The next element I put in the set were the color swatches. Green has generally been associated with Earth and is the “pervasive color in the natural world…” (Smith, K., n.d.). Various countries around the world have different views of the color green, but the underlying message is the same. For example, in Japan “green is regarded as the color of eternal life” (Smith K., n.d.). Being eco-friendly is not only about helping and saving the environment, but it is also about improving the quality of our lives. In Portugal, green is viewed as a symbol of hope. Earth is suitable to live on because it can sustain life; there are plants which give us oxygen and there is water which makes up 75% of our bodies. Earth itself is a symbol of hope for mankind. It was with these things in mind that I found 3 different shades of green to include as a background for the set.
The watch that is in the set is made out of bamboo and organic cotton. The dress is from H&M’s eco-friendly line.
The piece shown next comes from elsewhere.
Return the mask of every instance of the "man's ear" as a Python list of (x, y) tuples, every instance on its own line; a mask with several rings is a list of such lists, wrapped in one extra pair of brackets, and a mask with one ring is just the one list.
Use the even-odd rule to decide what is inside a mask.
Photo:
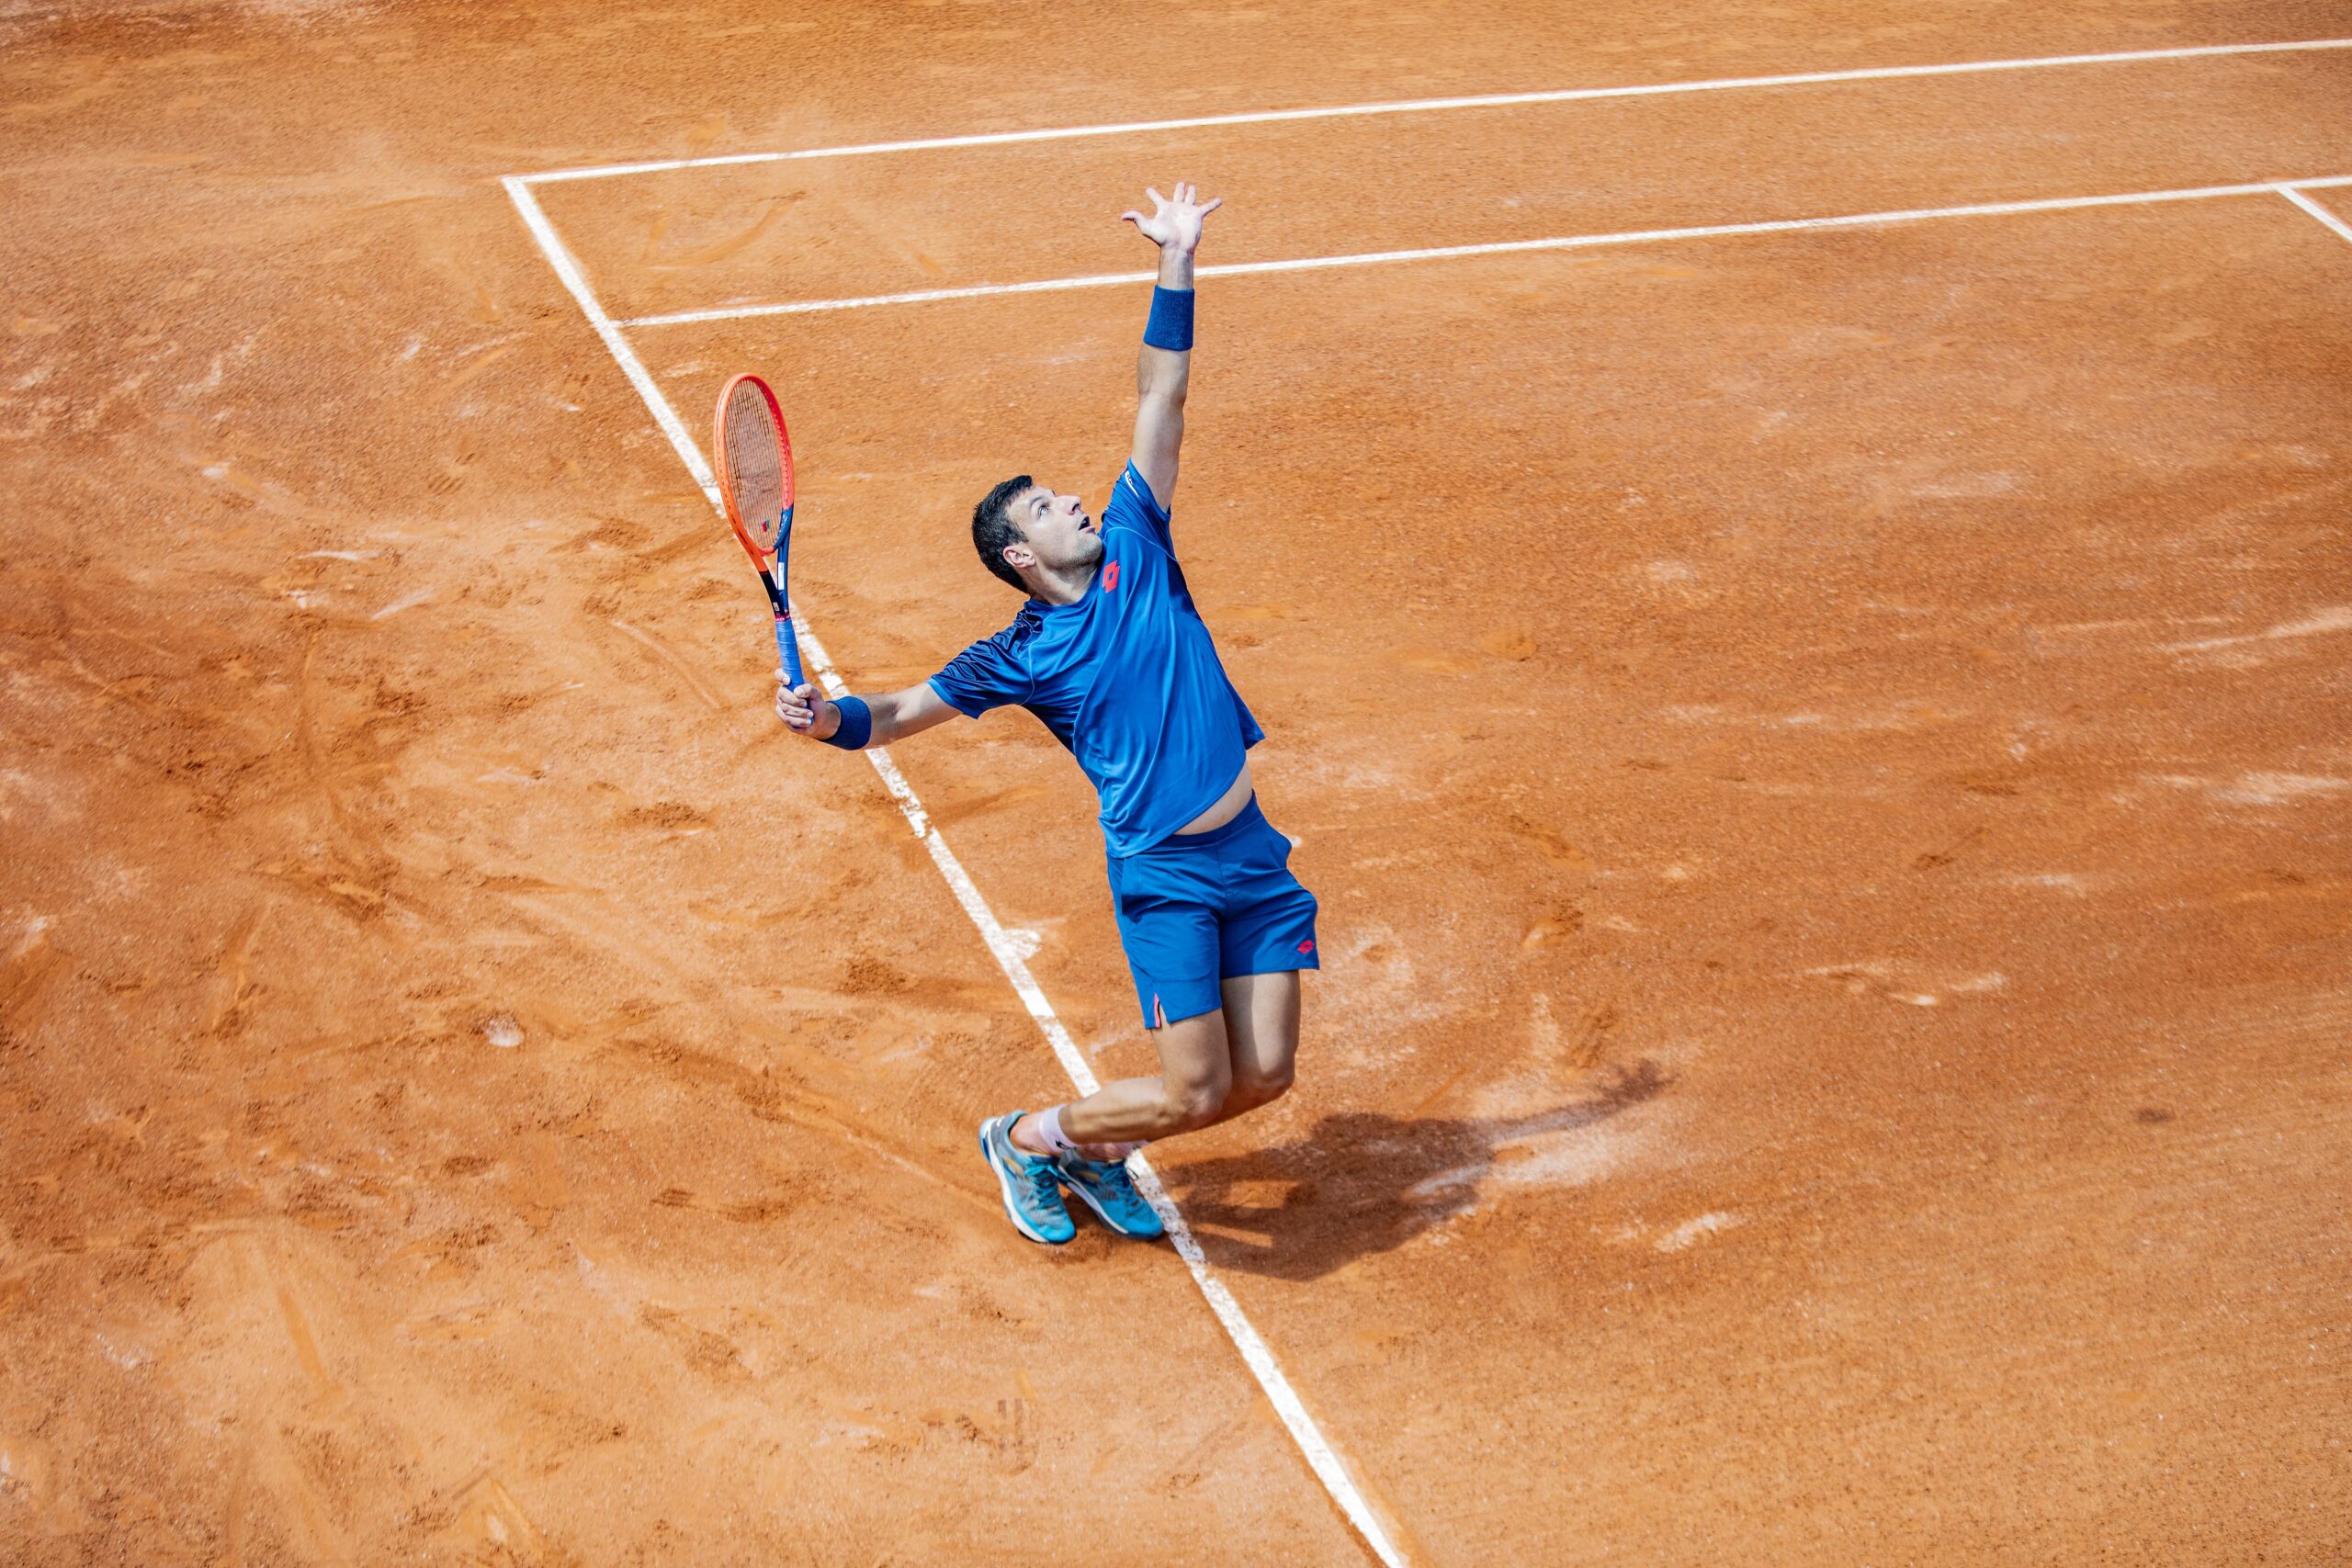
[(1015, 571), (1025, 570), (1037, 564), (1037, 552), (1029, 547), (1028, 540), (1016, 540), (1004, 547), (1004, 563)]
Lastly, the heels are made out of all natural leather and natural wood. I wanted to show that eco-friendly does not necessarily mean ugly. In the past, hemp was a common tool to use to make “green” garments. Back in the day environmentally friendly clothing products included “rope sandals, tie-dye T-shirt, and hemp cargo pants established in the 1960s” (Winge, T. M., 2008). These days, manufacturers have found a variety of reusable and natural sources to make fashions out of.
The last element in the set was the photograph of the girl clad in flowers and green eye shadow. The model’s look of determination in her eyes is what stood out to me the most. She is conveying a message through her facial features and makeup. It’s as if she is completely devoted to the environment. I wanted this same message to be conveyed through out the set. In April 2006, editor Graydon Carter declared that “Green is the New Black” in the “Green” issue of Vanity Fair (Winge, T. M., 2008). Going green is still a relatively new trend and through this set I wanted to show that being green isn’t as “ugly” or as unimportant as some people like to think.
References:
Beavan, C. (2009). No Impact Man. New York, New York: Farrar, Straus, and Giroux
Lee, M. (2009, May). Stella mccartney: the fashion world’s conscience. The Ecologist, 39(4), 58-61.
Smith, K. (n.d.). All about the color green. Retrieved from http://www.sensationalcolor.com/color-messages-meanings/color-meaning-symbolism-psychology/all-about-the-color-green.html
Winge, Theresa M. (2008). Green is the new black: celebrity chic and the “green” commodity fetish. Fashion Theory, 12(4), 511-524.